These are slightly modified versions of corresponding Blockchain methods. Those Blockchain methods are not needed anymore.

Having the UTXO set means that our data (transactions) are now split into to storages: actual transactions are stored in the blockchain, and unspent outputs are stored in the UTXO set. Such separation requires solid synchronization mechanism because we want the UTXO set to always be updated and store outputs of most recent transactions. But we don’t want to reindex every time a new block is mined because it’s these frequent blockchain scans that we want to avoid. Thus, we need a mechanism of updating the UTXO set:

// pkg/blockchain/utxo_set.go

// Update updates the UTXO set with transactions from the Block
// The Block is considered to be the tip of a blockchain
func (u *UTXOSet) Update(block *Block) {
	db := u.Blockchain.db

	err := db.Update(func(tx *bolt.Tx) error {
		b := tx.Bucket([]byte(internal.UtxoBucket))

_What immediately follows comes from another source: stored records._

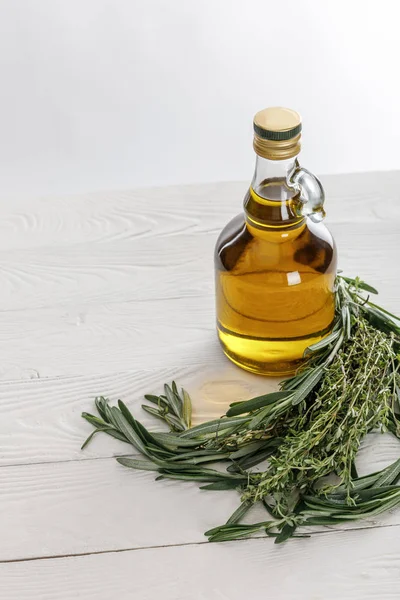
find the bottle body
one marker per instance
(275, 273)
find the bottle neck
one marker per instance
(270, 178)
(271, 202)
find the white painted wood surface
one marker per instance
(113, 294)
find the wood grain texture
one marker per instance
(94, 505)
(362, 565)
(41, 418)
(112, 293)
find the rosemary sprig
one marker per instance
(311, 428)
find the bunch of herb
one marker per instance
(310, 429)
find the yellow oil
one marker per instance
(275, 276)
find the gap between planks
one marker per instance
(192, 544)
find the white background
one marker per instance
(109, 94)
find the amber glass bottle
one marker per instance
(276, 263)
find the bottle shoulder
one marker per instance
(310, 245)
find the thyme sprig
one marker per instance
(310, 429)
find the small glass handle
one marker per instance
(311, 193)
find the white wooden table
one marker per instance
(112, 293)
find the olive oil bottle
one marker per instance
(276, 263)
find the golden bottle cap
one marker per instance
(277, 133)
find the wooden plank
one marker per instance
(156, 268)
(93, 505)
(104, 217)
(40, 419)
(83, 338)
(351, 565)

		for _, tx := range block.Transactions {
			if !tx.IsCoinbase() {
				for _, vin := range tx.Vin {
					updateOuts := TXOutputs{}
					outsBytes := b.Get(vin.Txid)
					outs := DeserializeOutputs(outsBytes)

					// Put unspent outputs into updateOuts
					for outIdx, out := range outs.Outputs {
						if outIdx != vin.Vout {
							updateOuts.Outputs = append(updateOuts.Outputs, out)
						}
					}

					// Remove pair if all outputs are spent, otherwise save the
					// updated one
					if len(updateOuts.Outputs) == 0 {
						err := b.Delete(vin.Txid)
						utils.Check(err)
					} else {
						err := b.Put(vin.Txid, updateOuts.Serialize())
						utils.Check(err)
					}
				}
			}

			// Insert outputs of newly mined transactions
			newOutputs := TXOutputs{}
			newOutputs.Outputs = append(newOutputs.Outputs, tx.Vout...)

			err := b.Put(tx.ID, newOutputs.Serialize())
			utils.Check(err)
		}

		return nil
	})
	utils.Check(err)
}

The method looks big, but what it does is quite straightforward. When a new block is mined, the UTXO set should be updated. Updating means removing spent outputs and adding unspent outputs from newly mined transactions. If a transaction which outputs were removed, contains no more outputs, it’s removed as well. Quite simple!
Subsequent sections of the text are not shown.